Video: Down the Back of a Chair – What does a method of scrabbling with Le Guin’s ‘Carrier Bag Theory of Fiction’ offer conceptualisations of ‘the child’ in the Anthropocene? (Childhood and Society Seminar, Monday 14th June 2021, with Professor Victoria de Rijke and Professor Jayne Osgood)

In this paper we work with Ursula Le Guin’s (1986) Carrier Bag Theory of Fiction to offer a reconfiguration of ‘the book’ in early childhood contexts. By attending to the relational agencies that are generated from messy entanglements of reader-book-child-chair-cat-lice-mites…we are compelled to feel our way round to arrive at other ideas about what books are, what books do and what else they might potentiate in contemporary imaginations of ‘the child’. Le Guin retells the story of human origin by redefining technology as a cultural ‘carrier bag’ rather than a weapon of domination.

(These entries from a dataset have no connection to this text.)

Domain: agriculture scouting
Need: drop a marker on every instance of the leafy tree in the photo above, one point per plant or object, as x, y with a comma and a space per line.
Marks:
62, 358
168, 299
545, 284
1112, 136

She argues that the bag is recipient, holder, story, sack – for holding words-; in turn, ‘words hold things.’ The carrier bag theory allows room for everything and everyone. This generous and generative mode of enquiry frees us from the limitations of the linear, heroic anthropocentric/phallogocentric (Braidotti, 2013) narrative and instead opens up opportunities to explore stories with no happy-ever-after but instead embrace speculations about what else unfolds as we forage and gather along the way. We offer a scrabbling methodology: fragments of stories and sketches from imaginative and ‘real’ reading experiences coalesce with a method of scrabbling ‘down the back of the chair’ (both literally and metaphorically). This feminist methodology attunes to assemblages of odds and ends, hair and dust mites, children’s literature and child readers and facilitates a deep exploration of the intersectional, spatial, relational meanings that might tell us something else about childhood in the Anthropocene.